A mobilização do capital político é limitada. Acho certo vir primeiro a Previdência, que tem mais impacto fiscal. Mas depois do fiscal, sou muito favorável a virem as reformas institucionais. O México conseguiu estabilidade macroeconômica, mas com abertura econômica muito radical, com privatização plena. Abriu muito a economia com o Nafta (acordo de livre comércio entre EUA, Canadá e México), e o crescimento não foi tanto. Não que eu seja contra a abertura comercial, mas, na hora de usar o capital político, que é escasso, a reforma tributária é mais importante.
Mais importante do que a abertura comercial, um dos pontos da agenda liberal defendida pelo ministro Paulo Guedes?
O ambiente de negócios no Brasil está muito mal. Depois de tanto esforço com a Lei de Falências (Aloisio Araujo foi um dos autores, em 2005) , ainda estamos na média da América Latina. Na área tributária, nem se fala, estamos piores que todo mundo. De 196 países, somos o 190º (de acordo com relatório Doing Business, do Banco Mundial). A Índia fez reforma tributária, lei de falências e avançou não sei quantas posições. O sistema tributário brasileiro é uma confusão que atrapalha a vida das empresas e toda a economia. Outra reforma importante é a do Judiciário. Para acelerar os processos, inclusive para a Lei de Falências. Onde há vara especializada, o processo de recuperação é mais rápido, e a retomada do crédito é maior.
E se a reforma da Previdência não passar?
Acho que vai passar, mesmo desidratada. O presidente já entendeu que é importante. Vem falando sistematicamente. Paulo Guedes se mostrou um político muito bom. Acho que as chances de passar são muito boas. A maioria dos países tem idade mínima. É uma agenda brasileira, há melhores formas de usar esses recursos do que usar em aposentadorias precoces: fazer metrô, investir em educação infantil. Se a reforma não sair, a situação fiscal vai se deteriorar.
Reformas demandam muito capital político.
Por isso, eu acho que (o governo) tem de aproveitar o capital político para fazer a reforma da Previdência. Esse capital pode até crescer se o governo tiver êxito na economia. Ajuda ter a situação fiscal melhor para fazer a reforma tributária, porque todo mundo fica com medo de que vai vir aumento de carga. Pode fazer uma reforma tributária fatiada. Primeiro no Imposto de Renda. Muitos países estão tributando lucros e dividendos. A Índia conseguiu fazer, gente! Eles são 1,6 bilhão, e nós somos 200 milhões.
Por que o senhor menciona a Índia?
Era um sistema tributário muito mais complexo. Os caminhões ficavam numa fila entre um estado e outro por causa dos impostos estaduais. Teve impacto positivo. A Índia está crescendo mais que a China, e isso tem a ver com as reformas. As concessões (na área de infraestrutura) também são importantes, podem ajudar o crescimento. Gosto da privatização do saneamento, que envolve regulação federal bem feita. Isso pode trazer investimento a curto e médio prazos e aumentar o crescimento.
O senhor tem conversado com o ministro Paulo Guedes. Deu sugestões para a crise dos estados?

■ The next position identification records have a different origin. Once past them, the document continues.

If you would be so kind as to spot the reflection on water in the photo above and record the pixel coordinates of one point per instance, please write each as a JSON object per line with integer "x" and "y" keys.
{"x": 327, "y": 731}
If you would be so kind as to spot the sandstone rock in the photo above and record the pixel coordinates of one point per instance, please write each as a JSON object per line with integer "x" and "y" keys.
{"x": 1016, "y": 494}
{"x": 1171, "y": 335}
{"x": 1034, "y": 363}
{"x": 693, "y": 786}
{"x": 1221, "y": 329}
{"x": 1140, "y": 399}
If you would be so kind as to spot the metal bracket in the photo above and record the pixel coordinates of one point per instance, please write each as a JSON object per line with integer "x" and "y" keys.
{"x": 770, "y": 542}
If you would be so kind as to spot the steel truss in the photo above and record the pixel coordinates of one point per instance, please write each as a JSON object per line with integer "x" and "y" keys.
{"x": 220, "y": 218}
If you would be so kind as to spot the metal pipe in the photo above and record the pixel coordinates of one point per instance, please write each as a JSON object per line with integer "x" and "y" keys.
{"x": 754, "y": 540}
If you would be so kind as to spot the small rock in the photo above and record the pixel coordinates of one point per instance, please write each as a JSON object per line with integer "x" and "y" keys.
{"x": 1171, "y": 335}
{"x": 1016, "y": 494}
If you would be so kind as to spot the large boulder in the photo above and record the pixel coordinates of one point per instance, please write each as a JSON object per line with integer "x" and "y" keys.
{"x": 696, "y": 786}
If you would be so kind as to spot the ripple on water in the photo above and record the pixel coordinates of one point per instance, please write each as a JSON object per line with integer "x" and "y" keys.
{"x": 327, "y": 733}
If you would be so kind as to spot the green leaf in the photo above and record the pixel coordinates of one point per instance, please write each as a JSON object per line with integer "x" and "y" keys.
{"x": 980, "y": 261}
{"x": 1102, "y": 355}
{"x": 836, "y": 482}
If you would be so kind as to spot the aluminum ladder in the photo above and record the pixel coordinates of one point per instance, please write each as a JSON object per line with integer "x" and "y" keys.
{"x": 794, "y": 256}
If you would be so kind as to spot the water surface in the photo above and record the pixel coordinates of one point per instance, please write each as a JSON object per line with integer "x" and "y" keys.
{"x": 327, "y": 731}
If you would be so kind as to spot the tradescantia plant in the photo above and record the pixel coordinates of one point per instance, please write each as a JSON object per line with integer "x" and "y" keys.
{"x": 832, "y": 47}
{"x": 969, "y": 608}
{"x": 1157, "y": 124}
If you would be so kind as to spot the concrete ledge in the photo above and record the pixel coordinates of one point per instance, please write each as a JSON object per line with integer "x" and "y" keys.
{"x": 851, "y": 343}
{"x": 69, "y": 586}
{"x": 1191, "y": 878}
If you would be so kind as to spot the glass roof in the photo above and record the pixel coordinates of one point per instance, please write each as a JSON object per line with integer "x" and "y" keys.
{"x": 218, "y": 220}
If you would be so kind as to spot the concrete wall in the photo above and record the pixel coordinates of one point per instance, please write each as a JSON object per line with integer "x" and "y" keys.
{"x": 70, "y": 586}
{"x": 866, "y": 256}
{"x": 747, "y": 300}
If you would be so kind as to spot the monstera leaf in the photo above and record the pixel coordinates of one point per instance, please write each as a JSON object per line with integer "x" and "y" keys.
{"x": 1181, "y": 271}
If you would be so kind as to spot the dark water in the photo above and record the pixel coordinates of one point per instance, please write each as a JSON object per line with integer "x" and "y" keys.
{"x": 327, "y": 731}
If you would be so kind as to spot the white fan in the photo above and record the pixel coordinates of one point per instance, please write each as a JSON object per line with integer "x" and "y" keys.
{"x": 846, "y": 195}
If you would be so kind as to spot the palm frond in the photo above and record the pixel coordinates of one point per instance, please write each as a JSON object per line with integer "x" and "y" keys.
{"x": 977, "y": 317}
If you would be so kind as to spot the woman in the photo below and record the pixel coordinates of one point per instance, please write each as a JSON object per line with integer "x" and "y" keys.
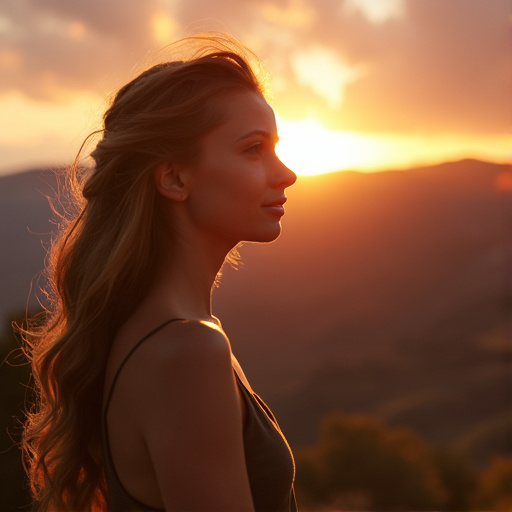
{"x": 142, "y": 405}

Falei com outras pessoas sobre minha visão. Temos que fazer um Proer (programa de ajuste no sistema bancário implantado no governo Fernando Henrique) para o saneamento. Quando houve o Proer, os bancos estaduais eram um horror: Banespa, Banerj. Uma má alocação dos recursos públicos infernal. Você incorporou esses bancos, e a maioria desapareceu, o que foi uma grande coisa. Pode dar um pouco mais de auxílio financeiro para os estados que privatizarem ou fizerem concessões na área de saneamento. Hoje gastamos muito com saneamento e somos ineficientes. É uma vergonha. Eu defendo fazer isso não para maximizar valor de venda, mas para ter subsídios cruzados, de cobertura, índice de universalização. Há doenças que estão voltando, isso piora a saúde e o desenvolvimento do capital humano.